[Model] Support deepseek with eagle #21086

xyang16 · 2025-07-17T01:57:00Z

Essential Elements of an Effective PR Description Checklist

The purpose of the PR, such as "Fix some issue (link existing issues this PR will resolve)".
The test plan, such as providing test command.
The test results, such as pasting the results comparison before and after, or e2e results
(Optional) The necessary documentation update, such as updating supported_models.md and examples for a new model.

Purpose

This PR is to support running eagle speculative decoding on deepseek model. Changed the following file:

deepseek_eagle.py: deepseek eagle model definition
registry.py: add the model to registry

Test Plan

Added test in test_spec_decode.py:

pytest -s -v tests/v1/e2e/test_spec_decode.py

vllm serve cmd:

export VLLM_USE_V1=1
export VLLM_MLA_DISABLE=1
vllm serve deepseek-ai/DeepSeek-R1 \
    --port 8080 \
    --tensor-parallel-size 8 \
    --max-model-len 8192 \
    --max-num-seqs 8 \
    --trust-remote-code \
    --speculative-config '{"method": "eagle", "model":"eagle618/eagle-deepseek-r1", "num_speculative_tokens": 3}'

Test Result

The following unit tests passed:

tests/v1/e2e/test_spec_decode.py::test_eagle_correctness[FLASH_ATTN_VLLM_V1-deepseek_eagle]
tests/v1/e2e/test_spec_decode.py::test_eagle_correctness[TREE_ATTN-deepseek_eagle]

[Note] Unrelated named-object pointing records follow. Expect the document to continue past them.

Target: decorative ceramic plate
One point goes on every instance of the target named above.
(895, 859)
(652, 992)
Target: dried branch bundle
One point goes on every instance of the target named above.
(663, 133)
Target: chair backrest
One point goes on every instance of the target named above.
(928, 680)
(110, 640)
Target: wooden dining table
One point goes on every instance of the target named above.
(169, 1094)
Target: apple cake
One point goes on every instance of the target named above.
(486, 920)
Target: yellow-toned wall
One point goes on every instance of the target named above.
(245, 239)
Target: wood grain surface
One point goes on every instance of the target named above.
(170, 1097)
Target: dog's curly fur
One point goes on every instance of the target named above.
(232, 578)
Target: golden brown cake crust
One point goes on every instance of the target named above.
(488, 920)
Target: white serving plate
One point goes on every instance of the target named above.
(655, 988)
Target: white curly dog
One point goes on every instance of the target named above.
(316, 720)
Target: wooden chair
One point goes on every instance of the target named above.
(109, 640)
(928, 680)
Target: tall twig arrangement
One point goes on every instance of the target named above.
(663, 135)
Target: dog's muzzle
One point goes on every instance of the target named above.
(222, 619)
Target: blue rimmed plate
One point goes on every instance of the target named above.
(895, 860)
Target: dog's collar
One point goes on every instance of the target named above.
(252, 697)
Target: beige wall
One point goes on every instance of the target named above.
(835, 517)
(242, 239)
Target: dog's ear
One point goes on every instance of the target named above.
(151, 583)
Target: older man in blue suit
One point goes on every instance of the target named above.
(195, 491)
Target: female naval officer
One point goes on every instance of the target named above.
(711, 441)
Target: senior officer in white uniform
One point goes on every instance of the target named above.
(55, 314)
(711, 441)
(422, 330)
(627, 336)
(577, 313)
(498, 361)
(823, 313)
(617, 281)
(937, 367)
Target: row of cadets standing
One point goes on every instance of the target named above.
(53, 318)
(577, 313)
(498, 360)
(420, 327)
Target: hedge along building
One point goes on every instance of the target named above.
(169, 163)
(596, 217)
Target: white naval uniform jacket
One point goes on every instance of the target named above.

serve deepseek-ai/DeepSeek-R1 and benchmarking with llmperf:

INFO 07-16 18:05:38 [metrics.py:87] SpecDecoding metrics: Draft acceptance rate: 58.4%, Mean acceptance length: 2.75, Accepted: 163 tokens, Drafted: 279 tokens, Per-position acceptance rate: 0.882, 0.559, 0.312
INFO 07-16 18:08:09 [metrics.py:87] SpecDecoding metrics: Draft acceptance rate: 63.3%, Mean acceptance length: 2.90, Accepted: 167 tokens, Drafted: 264 tokens, Per-position acceptance rate: 0.886, 0.670, 0.341

(Optional) Documentation Update

gemini-code-assist

Code Review

This pull request adds support for Eagle speculative decoding with Deepseek models. I've found a few critical issues in the implementation that will prevent it from working correctly. The model implementation in deepseek_eagle.py incorrectly handles hidden state dimensions and is missing the lm_head layer, which will cause runtime errors. Additionally, the model registry key in registry.py seems to be incorrect, which would prevent the model from being loaded.

gemini-code-assist · 2025-07-17T01:58:52Z

vllm/model_executor/models/deepseek_eagle.py

+        self.fc = nn.Linear(
+            self.config.model.hidden_size * 2,
+            self.config.model.hidden_size,
+            bias=False,
+        )
+
+        self.enorm = RMSNorm(self.config.hidden_size,
+                             eps=self.config.rms_norm_eps)
+        self.hnorm = RMSNorm(self.config.hidden_size,
+                             eps=self.config.rms_norm_eps)
+        self.norm = RMSNorm(self.config.hidden_size,
+                            eps=self.config.rms_norm_eps)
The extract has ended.